Nimet de, minnet ve iyiliktir, nunun fethi ile na’ma ile namet de öyledir. Nimetten, çoğul olarak nimetler kastedilmiştir. Tekil yapılması tekilin çoğul yerine de kullamlmasındandır, meselâ:

"Arkasından melekler de yardımcıdır” (Tahrim: 4) âyetinde olduğu gibi ki, yardımcılardır, demektir.

Bu nimetten ne murat edildiğinde de üç görüş vardır:

Birincisi: Tevrat’ın âyetleri içine Peygamber sallallahu aleyhi ve sellemin sıfatlarına dair koymuş olduğu şeylerdir, bunu İbn Abbâs demiştir.

İkincisi: Babalarını ve dedelerini Fir’avn ailesinden kurtarmış olması ve buna benzer şeylerdir, bunu da Hasen Basri ile Zeccâc demiştir. Çünkü ataların iftihar ettiği şeyler çocukları için de iftihar vesilesidir.

Üçüncüsü: O çeşitli haller göz önüne alınarak bütün nimetlerdir. Onu hatırlamaktan maksat da ona şükretmektir, çünkü şükretmeyen hatırlamış değildir.

Evfu (yerine getirin):

Ferrâ’ şöyle demiştir: Hicazlılar: Evfeytü derler, Necitliler de elifsiz olarak: Vefeytü derler.

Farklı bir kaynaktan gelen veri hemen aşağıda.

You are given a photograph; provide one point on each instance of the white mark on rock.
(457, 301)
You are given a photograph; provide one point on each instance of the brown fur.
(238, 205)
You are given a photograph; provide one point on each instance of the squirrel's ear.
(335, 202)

Zeccâc da şöyle demiştir: Vefa bilhadi ve evfa bİlâhdi, denir. Şu örnekte olduğu gibi:

İbn Tavk’a gelince, sözünü yerine getirdi,

Tıpkı Süreyya'yı isterken Deberan’ın yirmi yıldız sözünü yerine getirdiği gibi.

İbn Kuteybe de şöyle demiştir: Vefeytü bİlâhdi ve evfeyü bihi, evfeytülkeyle denir, başka yerde kullanılmaz.

Bu sözde dört görüş vardır:

Birincisi: Onlara Tevrat’ta Muhammed sallallahu aleyhi ve sellem’in sıfatlarını bildiren âyetlerdir, bunu Ebû Salih, İbn Abbâs’tan rivayet etmiştir.

İkincisi: Allah’ın emirlerini yerine getirmek ve yasaklarından kaçmaktır, bunu Dahhâk, İbn Abbâs’tan rivayet etmiştir.

Üçüncüsü: İslâm’dır, bunu da Ebû’l - Âliyye demiştir.

Dördüncüsü: Şu âyette alman sözdür:

"Yemin olsun ki, Allah İsrâil oğullarından söz aldı ve onlardan on iki nakib gönderdik.” (Maide: 13) Bunu da Katâde demiştir.

"Ben de sizin sözünüzü yerine getireyim":

İbn Abbâs: Sizi cennete girdireyim, demiştir.

"Yalnız benden korkun": Burada geçen rehb korkmak manasınadır.